Our study has several limitations. The retrospective design and the relatively small sample size together with numeric differences between the subgroups limited the significance of subgroup analyses. Also, the inclusion criteria may have limited the study results, and a relatively high percentage of stage III patients received first-line mono-ICI treatment and a few patients also received such therapy due to contraindications to chemotherapy despite a PD-L1 expression < 50%. Another possible limitation is that the re-staging schedule differed slightly between nivolumab (10 weeks) and pembrolizumab/atezolizumab (12 weeks). As 71% of patients in ≥ third-line treatment received nivolumab, a shorter PFS could partly be explained by that fact. Besides those methodological limitations, the current therapeutic landscape in NSCLC has clearly shifted away from second- or later-line ICI application, as reported in this cohort, to first-line therapy, either in combination with chemotherapy or alone in highly PD-L1-expressing tumors. In line with these recent developments, our reported results support ICI application earlier rather than later in therapy. Still, advances in molecular or clinical characterization of NSCLC patients may again alter the current therapeutic approach, so that our present data could be of value for future considerations.

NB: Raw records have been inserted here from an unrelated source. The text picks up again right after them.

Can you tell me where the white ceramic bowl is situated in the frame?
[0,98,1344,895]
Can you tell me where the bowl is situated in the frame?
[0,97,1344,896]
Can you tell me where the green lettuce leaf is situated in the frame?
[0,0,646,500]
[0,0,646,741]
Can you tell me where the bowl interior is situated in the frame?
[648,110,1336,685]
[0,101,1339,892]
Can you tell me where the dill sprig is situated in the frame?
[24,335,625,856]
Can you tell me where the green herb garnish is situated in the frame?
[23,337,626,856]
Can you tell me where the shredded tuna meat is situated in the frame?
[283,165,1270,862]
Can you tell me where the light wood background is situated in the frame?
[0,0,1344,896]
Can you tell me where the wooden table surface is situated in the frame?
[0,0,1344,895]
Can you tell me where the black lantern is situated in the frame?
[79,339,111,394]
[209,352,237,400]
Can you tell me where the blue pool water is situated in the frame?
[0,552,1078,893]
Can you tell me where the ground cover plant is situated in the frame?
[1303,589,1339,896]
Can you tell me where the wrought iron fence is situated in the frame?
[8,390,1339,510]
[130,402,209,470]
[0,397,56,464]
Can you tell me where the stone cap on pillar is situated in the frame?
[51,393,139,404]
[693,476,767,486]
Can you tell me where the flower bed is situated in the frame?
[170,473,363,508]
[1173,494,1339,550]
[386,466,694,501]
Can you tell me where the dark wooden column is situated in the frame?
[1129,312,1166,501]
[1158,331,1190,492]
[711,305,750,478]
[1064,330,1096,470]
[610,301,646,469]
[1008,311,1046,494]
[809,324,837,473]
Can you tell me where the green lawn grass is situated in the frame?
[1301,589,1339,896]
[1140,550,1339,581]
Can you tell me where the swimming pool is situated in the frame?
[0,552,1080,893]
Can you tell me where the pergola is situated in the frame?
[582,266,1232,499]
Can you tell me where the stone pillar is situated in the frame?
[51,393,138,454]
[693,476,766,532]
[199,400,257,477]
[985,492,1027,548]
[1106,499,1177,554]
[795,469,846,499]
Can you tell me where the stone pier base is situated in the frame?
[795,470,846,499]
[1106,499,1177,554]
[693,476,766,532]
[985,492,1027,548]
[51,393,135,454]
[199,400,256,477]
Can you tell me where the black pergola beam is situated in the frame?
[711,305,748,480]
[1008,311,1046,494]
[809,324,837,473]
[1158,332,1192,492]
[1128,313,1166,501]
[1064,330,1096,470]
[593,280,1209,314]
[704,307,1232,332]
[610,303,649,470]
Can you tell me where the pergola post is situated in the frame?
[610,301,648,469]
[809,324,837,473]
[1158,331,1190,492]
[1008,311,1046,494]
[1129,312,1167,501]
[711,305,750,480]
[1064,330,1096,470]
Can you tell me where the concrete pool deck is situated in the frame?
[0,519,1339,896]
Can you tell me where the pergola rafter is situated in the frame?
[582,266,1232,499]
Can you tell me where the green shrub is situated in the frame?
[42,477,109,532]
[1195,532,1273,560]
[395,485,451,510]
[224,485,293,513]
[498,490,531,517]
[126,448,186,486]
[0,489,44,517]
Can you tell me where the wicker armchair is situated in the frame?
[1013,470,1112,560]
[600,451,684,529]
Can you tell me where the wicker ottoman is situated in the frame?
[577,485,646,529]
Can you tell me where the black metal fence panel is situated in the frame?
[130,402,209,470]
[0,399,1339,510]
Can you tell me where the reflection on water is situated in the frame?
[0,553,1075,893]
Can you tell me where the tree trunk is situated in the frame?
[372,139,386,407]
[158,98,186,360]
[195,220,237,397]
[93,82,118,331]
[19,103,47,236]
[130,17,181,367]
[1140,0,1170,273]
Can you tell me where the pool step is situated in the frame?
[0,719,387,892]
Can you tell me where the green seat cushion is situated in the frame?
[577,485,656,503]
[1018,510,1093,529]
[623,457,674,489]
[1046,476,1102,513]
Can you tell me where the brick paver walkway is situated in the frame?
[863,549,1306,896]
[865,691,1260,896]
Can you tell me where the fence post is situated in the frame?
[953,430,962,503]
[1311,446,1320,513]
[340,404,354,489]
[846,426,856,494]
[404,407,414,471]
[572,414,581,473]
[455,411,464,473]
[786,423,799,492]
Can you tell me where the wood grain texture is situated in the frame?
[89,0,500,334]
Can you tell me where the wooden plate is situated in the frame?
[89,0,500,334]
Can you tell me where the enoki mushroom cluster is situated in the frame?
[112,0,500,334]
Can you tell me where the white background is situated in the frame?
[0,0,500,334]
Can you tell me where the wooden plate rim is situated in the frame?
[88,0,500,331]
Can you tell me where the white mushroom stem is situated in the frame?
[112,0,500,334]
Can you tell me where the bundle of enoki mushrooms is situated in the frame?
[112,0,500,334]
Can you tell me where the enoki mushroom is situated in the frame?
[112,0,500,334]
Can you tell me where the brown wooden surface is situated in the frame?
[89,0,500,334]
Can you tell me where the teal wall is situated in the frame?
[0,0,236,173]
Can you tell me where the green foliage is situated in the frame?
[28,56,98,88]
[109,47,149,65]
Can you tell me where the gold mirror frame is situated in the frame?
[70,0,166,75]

We conclude that the efficacy of single-agent PD-1/PD-L1 therapy is lower when applied in more advanced therapy lines (≥ 3). The prognostic value of “traditional” biomarkers like PD-L1 expression or presence of a targetable alteration in EGFR or ALK seems to diminish in third or later therapy lines, where PFS and OS were mainly determined by patient performance status.
Acknowledgements
Open access funding provided by Kepler Universitätsklinikum Linz.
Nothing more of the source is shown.